Members of the San Mariano Municipal Council (2025-2028)
| Position | Name |
| District Representative | Ed Christopher S. Go |
| Municipal Mayor | Ana Cristina S. Go |
| Municipal Vice-Mayor | Edgar T. Go |
| Municipal Councilors | Philip Jimenez |
Dean Anthony G. Domalanta
Jerimar Miranda
JC Buguina Sumisim
Monico Aggabao
Girlie Go Warren
Kevin L. Pascual
Minette Miranda

===Congress representation===
San Mariano, belonging to the second legislative district of the province of Isabela, currently represented by Ed Christopher S. Go.

===List of former chief executives===

| Leaders of Town | Date |
|---|---|
| Ferando Ampa | 1924 - 1927 |
| Placido Buensuceso | 1927 - 1931 |
| Eulogio Alejo | 1931 - 1934 |
| Elias Gabriel | 1934 - 1945 |
| Jose Miranda | 1945 - 1947 |
| Felicisimo Baua | 1947 - 1963 |
| Emilio Bueno | 1964 - 1967 |
| Jose Miranda | 1967 - 1976 |
| Carlos Dumelod | 1976- 1980 |
| Deodoro Go | 1980 |
| Carlos Dumelod | December 1980 - 1986 |
| Aristotle Claravall | 1986 - 1987 |
| Romulo S. Taggueg Jr. | 1987 - 1988 |
| Deodoro Go | 1988 - 1995 |
| Jesus C. Miranda | 1995 - 2004 |
| Edgar T. Go | 2004 - 2013 |
| Dean Anthony Domalanta | 2013 - 2016 |
| Edgar T. Go | 2016 - 2025 |
| Ana Cristina S. Go | 2025 - present |

==Education==
The Schools Division of Isabela governs the town's public education system. The division office is a field office of the DepEd in Cagayan Valley region. There are two schools district offices which govern the public and private elementary and high schools throughout the municipality, namely: San Mariano I Schools District, and San Mariano II Schools District.
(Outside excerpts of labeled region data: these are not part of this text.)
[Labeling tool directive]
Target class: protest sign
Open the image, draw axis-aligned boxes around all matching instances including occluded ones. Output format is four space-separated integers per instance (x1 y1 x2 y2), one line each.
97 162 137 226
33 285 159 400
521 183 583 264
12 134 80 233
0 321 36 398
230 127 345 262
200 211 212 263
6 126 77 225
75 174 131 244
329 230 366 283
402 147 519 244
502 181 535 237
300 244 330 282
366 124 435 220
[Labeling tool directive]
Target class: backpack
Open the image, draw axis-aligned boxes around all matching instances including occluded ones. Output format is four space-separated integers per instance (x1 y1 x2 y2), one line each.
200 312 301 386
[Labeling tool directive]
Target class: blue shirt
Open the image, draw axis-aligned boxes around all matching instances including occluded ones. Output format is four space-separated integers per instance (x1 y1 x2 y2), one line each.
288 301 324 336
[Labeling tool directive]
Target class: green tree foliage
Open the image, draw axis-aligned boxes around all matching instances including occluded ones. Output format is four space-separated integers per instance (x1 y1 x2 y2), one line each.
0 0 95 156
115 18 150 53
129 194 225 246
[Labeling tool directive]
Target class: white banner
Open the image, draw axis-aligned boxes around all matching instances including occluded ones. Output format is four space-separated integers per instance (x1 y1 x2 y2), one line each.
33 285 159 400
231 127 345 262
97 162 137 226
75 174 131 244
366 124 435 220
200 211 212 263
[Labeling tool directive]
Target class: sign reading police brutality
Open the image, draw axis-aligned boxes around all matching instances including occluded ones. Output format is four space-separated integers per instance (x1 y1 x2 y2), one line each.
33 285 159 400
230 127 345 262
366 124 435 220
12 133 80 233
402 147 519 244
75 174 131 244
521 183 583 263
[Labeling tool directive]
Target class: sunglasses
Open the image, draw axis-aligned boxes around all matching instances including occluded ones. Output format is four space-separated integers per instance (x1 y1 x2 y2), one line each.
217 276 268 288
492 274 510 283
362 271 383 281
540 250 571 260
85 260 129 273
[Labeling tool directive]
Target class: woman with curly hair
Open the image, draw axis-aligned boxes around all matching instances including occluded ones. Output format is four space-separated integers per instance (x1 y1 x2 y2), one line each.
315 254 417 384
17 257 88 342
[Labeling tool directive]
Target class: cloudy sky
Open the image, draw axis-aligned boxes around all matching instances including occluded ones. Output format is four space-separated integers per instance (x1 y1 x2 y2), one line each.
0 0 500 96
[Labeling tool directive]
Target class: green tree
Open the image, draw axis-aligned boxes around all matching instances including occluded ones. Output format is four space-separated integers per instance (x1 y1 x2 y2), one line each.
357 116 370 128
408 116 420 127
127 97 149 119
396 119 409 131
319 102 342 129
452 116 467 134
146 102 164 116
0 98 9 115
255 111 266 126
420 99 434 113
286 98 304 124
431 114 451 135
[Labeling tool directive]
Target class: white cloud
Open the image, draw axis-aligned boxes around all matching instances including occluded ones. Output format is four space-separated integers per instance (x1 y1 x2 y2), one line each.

===Primary and elementary schools===

- Alibadabad Elementary School
- Angela Elementary School
- Binatug Elementary School
- Bitabian Elementary School
- Buyasan Elementary School
- Casala Elementary School
- Cataguing Elementary School
- Caunayan Elementary School
- Daragutan East Elementary School
- Dibuluan Elementary School
- Dipusu Elementary School
- Disulap Elementary School
- Disusuan Elementary School
- Gangalan Elementary School
- Libertad Elementary School
- Luzcon Elementary School
- Macayucayu Elementary School
- Malaya Elementary School
- Mallabo Elementary School
- Palutan Elementary School
- San Mariano Central School SPED Center
- San Pablo Elementary School
- San Pedro Elementary Schoo
- Tappa Elementary School
- Udiao Elementary School
- Ueg Elementary School
- Villa Ancheta Elementary School
- Zamora Elementary School

===Secondary schools===

- Alibadabad National High School
- Balagan Integrated School
- Bitabian National High School
- Cadsalan Integrated School
- Daragutan East National High School
- Daragutan West Integrated School
- Del Pilar Integrated School
- Dicamay Integrated School
- Ibujan Integrated School
- Old San Mariano Integrated School
- Panninan Integrated School
- San Isidro Integrated School
- San Jose Integrated School
- San Mariano II Central Integrated School
- San Mariano National High School - Main
- San Mariano High School - Cataguing Extension
- Sta. Filomena Integrated School
- Ueg National High School
- Villa Miranda Integrated School

== Environment and Conservation ==
San Mariano is considered the main gateway to the Northern Sierra Madre Natural Park (NSMNP), the largest protected area in the Philippines. In 1999, a remnant wild population of the Philippine crocodile (Crocodylus mindorensis), one of the most endangered crocodiles in the world, was rediscovered in its wetlands and river systems.

Since then, San Mariano has become a center for community-based conservation. The municipality established local crocodile sanctuaries in areas such as Dunoy Lake, Disulap River, and Dinang Creek. These sites are now managed in partnership with the Mabuwaya Foundation, a nonprofit organization that works with local communities to conserve the Philippine crocodile and its habitat. The Foundation implements conservation programs through environmental education, protection and monitoring, and a successful “head-start” program in which hatchlings are raised in captivity and later released into the wild to improve survival rates.